In diesem Artikel beleuchten wir die Grundlagen der SSI-Technologie und zeigen auf, wie die Umsetzung wichtiger Prinzipien realisiert wird. Welche Chancen ergeben sich durch digitale, verifizierbare Credentials auf SSI-Basis und was sind die Voraussetzungen dafür? Wir stellen einen Anwendungsfall im Unternehmensalltag vor und werfen einen Blick auf zurzeit laufende Pilotprojekte.
SSI-Credentials – innovativ und sicher
Gegenüber dem derzeitigen Standard der physischen Nachweise oder der zentralen Speicherung in Datensilos bietet die SSI-Technologie ein innovatives und sicheres Verfahren, die eigenen personenbezogenen Daten selbst zu verwalten und selbstbestimmt mit Dritten auszutauschen. Mit verifizierbaren Credentials auf Basis von SSI können Credentialinhaber ihre Privatsphäre wahren: da die Credentials nur auf ihren eigenen Smartphones gespeichert werden, entscheiden und kontrollieren sie allein, welche Daten mit wem geteilt werden. Man hat dadurch die Option, eine Information nur in Form einer Aussage zu treffen (zum Beispiel: Volljährigkeit trifft zu/trifft nicht zu) oder sie als Klartext offenzulegen (durch Angabe des Geburtsdatums). Das entspricht den höchsten datenschutzrechtlichen Bestimmungen wie denen der DSGVO. Gleichzeitig sorgt die eingesetzte Technologie zuverlässig für die Aktualität und Fälschungssicherheit der geteilten Daten. Wenn ein digitales Credential auf SSI-Basis widerrufen werden muss, wie bspw. beim Führerscheinentzug, kann der Aussteller es ohne großen Aufwand zurückziehen und die prüfende Instanz erkennt, dass das Credential nicht mehr gültig ist.

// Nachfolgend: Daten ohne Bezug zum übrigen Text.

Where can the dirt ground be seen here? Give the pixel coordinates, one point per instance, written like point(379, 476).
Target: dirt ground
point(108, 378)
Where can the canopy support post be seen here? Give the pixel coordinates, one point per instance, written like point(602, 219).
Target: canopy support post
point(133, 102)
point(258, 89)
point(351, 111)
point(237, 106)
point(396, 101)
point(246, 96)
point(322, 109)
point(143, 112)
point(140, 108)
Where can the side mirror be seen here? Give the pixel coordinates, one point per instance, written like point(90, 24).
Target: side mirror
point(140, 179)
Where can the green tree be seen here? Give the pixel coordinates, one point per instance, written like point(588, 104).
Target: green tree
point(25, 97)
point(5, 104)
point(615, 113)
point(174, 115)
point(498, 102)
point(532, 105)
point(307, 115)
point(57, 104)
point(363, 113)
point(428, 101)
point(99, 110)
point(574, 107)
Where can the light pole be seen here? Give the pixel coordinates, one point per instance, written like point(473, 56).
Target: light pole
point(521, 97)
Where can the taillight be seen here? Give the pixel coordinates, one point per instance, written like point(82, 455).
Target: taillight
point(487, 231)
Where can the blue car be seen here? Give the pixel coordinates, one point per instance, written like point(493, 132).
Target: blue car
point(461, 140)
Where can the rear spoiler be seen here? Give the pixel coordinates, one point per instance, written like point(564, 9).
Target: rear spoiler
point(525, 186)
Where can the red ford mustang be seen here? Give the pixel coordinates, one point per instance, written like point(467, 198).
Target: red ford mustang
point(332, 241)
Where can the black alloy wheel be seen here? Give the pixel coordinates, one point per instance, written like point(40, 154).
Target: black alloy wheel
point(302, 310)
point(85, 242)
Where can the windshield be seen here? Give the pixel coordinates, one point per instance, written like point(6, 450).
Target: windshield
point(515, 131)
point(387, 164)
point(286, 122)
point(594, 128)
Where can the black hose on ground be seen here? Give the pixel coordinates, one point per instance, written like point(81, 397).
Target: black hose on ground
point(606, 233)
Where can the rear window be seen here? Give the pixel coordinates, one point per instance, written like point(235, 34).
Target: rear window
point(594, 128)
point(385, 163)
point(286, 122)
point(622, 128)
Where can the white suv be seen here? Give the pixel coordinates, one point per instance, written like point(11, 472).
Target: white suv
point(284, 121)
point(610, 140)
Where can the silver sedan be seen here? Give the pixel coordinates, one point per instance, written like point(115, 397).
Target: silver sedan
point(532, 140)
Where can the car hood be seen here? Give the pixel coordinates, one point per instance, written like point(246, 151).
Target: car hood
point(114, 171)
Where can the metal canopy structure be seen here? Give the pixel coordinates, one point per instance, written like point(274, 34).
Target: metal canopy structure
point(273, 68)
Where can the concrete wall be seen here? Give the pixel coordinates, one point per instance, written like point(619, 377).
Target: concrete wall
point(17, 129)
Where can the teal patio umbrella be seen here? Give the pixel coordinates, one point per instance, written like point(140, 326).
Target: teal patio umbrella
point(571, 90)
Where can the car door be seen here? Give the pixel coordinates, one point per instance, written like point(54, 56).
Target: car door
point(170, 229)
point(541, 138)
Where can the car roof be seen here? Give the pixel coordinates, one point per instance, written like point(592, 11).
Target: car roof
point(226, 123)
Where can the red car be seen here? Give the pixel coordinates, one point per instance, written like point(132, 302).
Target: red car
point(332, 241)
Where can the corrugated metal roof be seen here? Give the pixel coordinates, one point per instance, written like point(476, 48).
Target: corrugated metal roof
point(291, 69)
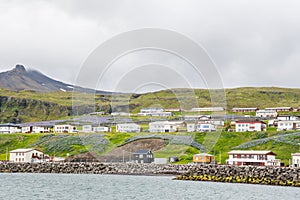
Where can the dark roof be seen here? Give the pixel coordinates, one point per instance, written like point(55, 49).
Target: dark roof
point(9, 124)
point(250, 120)
point(142, 151)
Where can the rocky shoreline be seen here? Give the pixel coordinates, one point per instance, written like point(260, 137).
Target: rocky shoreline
point(282, 176)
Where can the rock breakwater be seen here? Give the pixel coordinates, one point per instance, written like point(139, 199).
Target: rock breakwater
point(218, 173)
point(282, 176)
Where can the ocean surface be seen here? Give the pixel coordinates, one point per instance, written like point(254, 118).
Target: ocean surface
point(92, 186)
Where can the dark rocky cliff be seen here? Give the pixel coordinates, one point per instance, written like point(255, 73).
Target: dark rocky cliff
point(18, 110)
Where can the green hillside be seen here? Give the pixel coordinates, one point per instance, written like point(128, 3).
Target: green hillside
point(282, 143)
point(25, 106)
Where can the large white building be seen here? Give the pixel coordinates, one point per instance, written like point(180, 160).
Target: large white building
point(280, 109)
point(249, 157)
point(165, 126)
point(201, 127)
point(26, 155)
point(266, 113)
point(64, 128)
point(244, 109)
point(249, 125)
point(35, 129)
point(288, 125)
point(296, 159)
point(155, 112)
point(9, 128)
point(128, 127)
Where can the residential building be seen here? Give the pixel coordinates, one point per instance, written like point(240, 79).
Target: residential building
point(173, 159)
point(266, 114)
point(173, 110)
point(128, 127)
point(26, 155)
point(165, 126)
point(287, 118)
point(143, 156)
point(208, 109)
point(251, 157)
point(280, 109)
point(41, 129)
point(201, 127)
point(64, 128)
point(296, 160)
point(160, 161)
point(244, 109)
point(288, 125)
point(203, 158)
point(120, 114)
point(249, 125)
point(155, 112)
point(87, 128)
point(35, 129)
point(196, 118)
point(101, 129)
point(10, 128)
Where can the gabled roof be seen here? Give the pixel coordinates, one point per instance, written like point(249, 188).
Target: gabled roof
point(251, 152)
point(22, 150)
point(9, 124)
point(250, 121)
point(203, 154)
point(142, 151)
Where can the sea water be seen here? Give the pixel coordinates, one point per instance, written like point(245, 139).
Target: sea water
point(92, 186)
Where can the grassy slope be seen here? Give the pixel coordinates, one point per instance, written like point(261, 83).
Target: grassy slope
point(238, 97)
point(224, 144)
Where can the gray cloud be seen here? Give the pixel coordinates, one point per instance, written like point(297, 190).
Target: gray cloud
point(253, 43)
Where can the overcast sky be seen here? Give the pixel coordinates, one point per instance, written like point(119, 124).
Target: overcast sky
point(252, 43)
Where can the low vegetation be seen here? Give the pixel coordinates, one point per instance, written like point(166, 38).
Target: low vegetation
point(100, 144)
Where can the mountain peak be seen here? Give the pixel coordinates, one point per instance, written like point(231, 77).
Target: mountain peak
point(20, 68)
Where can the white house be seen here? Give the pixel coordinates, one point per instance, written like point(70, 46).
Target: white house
point(196, 117)
point(26, 155)
point(296, 159)
point(249, 157)
point(35, 129)
point(280, 109)
point(120, 114)
point(165, 126)
point(155, 112)
point(249, 125)
point(130, 127)
point(101, 129)
point(201, 127)
point(266, 113)
point(9, 128)
point(87, 128)
point(287, 118)
point(244, 109)
point(288, 125)
point(64, 128)
point(208, 109)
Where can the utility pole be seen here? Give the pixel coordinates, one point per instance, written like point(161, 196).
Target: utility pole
point(6, 156)
point(123, 155)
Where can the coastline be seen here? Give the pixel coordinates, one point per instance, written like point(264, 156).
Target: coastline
point(281, 176)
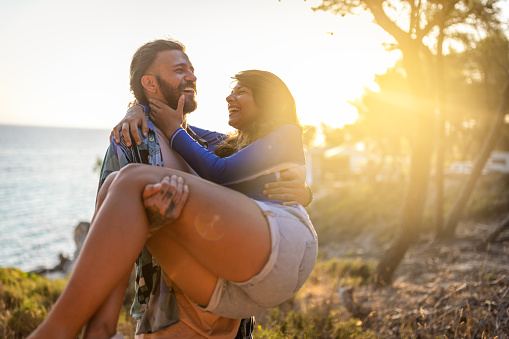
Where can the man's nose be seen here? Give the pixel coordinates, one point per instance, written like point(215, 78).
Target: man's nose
point(230, 98)
point(191, 77)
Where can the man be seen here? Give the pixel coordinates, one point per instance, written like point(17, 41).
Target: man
point(161, 70)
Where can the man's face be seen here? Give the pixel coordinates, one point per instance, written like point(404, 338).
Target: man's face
point(175, 76)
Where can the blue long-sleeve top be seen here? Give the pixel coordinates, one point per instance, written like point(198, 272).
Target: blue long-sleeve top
point(249, 169)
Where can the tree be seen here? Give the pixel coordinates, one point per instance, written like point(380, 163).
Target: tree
point(414, 25)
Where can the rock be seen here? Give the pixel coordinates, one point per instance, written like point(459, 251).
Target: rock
point(66, 265)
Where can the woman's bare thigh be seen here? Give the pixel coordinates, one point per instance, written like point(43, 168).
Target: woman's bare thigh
point(222, 229)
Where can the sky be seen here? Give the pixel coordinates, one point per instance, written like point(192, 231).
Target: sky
point(66, 63)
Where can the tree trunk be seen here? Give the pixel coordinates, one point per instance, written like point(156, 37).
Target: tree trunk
point(415, 198)
point(439, 166)
point(490, 142)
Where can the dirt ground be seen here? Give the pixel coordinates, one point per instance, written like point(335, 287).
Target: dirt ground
point(440, 290)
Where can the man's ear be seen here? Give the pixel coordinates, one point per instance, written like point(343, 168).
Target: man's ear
point(149, 82)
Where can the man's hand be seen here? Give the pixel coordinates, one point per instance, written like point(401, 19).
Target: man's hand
point(164, 201)
point(290, 188)
point(133, 119)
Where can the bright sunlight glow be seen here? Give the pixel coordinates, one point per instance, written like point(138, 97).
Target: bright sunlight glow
point(66, 63)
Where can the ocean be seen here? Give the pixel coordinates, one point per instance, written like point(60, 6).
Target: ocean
point(48, 185)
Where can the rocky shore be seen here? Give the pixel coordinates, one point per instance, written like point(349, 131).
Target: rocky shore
point(66, 264)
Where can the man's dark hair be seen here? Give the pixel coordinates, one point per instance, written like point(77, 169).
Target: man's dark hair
point(143, 58)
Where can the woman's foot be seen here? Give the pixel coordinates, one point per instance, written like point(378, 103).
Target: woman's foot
point(164, 201)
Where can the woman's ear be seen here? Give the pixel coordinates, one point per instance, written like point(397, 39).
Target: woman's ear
point(149, 82)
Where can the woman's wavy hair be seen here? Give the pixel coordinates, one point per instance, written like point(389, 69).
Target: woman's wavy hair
point(276, 104)
point(143, 58)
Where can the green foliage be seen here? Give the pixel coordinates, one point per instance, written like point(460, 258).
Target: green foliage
point(24, 301)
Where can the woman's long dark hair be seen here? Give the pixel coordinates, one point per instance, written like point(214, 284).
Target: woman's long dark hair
point(276, 104)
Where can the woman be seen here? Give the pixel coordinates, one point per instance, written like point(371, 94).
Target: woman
point(228, 252)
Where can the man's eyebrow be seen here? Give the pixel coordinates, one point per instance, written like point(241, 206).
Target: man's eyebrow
point(183, 64)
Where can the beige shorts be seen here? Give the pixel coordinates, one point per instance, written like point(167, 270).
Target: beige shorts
point(293, 257)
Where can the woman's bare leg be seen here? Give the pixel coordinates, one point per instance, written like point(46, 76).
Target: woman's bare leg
point(103, 323)
point(223, 230)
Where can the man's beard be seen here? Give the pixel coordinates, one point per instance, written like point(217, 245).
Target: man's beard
point(172, 95)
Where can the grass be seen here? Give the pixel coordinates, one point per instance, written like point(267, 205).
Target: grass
point(24, 301)
point(315, 311)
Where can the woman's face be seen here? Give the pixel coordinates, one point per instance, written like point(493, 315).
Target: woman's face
point(241, 107)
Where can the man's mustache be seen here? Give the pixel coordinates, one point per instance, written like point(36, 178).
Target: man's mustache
point(188, 84)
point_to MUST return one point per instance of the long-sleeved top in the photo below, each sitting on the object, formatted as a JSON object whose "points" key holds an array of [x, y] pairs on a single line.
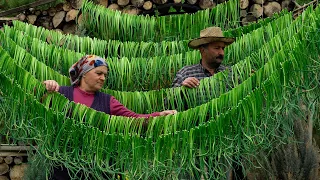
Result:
{"points": [[197, 71], [115, 107]]}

Grundlagen und Aufbau des SSI-Ökosystems
Im SSI-Ökosystem gibt es drei Rollen, wobei der Endanwender, der sogenannte Credentialinhaber, im Mittelpunkt steht. Er erhält sein digitales, verifizierbares Credential vom Credentialaussteller, einer dazu berechtigten, anerkannten Instanz, welche die Richtigkeit der Informationen auf dem Credential garantiert. Der Endanwender speichert sein Credential mit seinen personenbezogenen Daten in einer Wallet App auf seinem Smartphone. Diese Wallet App stellt die digitale Version einer Brieftasche dar. Nun kann sich der Credentialinhaber gegenüber Dritten, sogenannten Akzeptanzstellen, identifizieren und autorisieren. Dazu sendet die Akzeptanzstelle ihm eine Nachweisanfrage bezüglich des geforderten Informationsinhaltes auf dem Credential. Der Credentialinhaber übermittelt als Antwort eine sogenannte verifizierbare Repräsentation an die Akzeptanzstelle und gibt dadurch bestimmte Inhalte seines Credentials frei. Die Verifizierung der Repräsentationen, d. h. die Prüfung von Gültigkeit und Authentizität, erfolgt hierbei über ein sog. Distributed Ledger, welches die Infrastruktur zur Verifikation bereitstellt, aber keine personenbezogenen Daten selbst speichert. Mehr zum Ledger erfahren Sie im nächsten Abschnitt.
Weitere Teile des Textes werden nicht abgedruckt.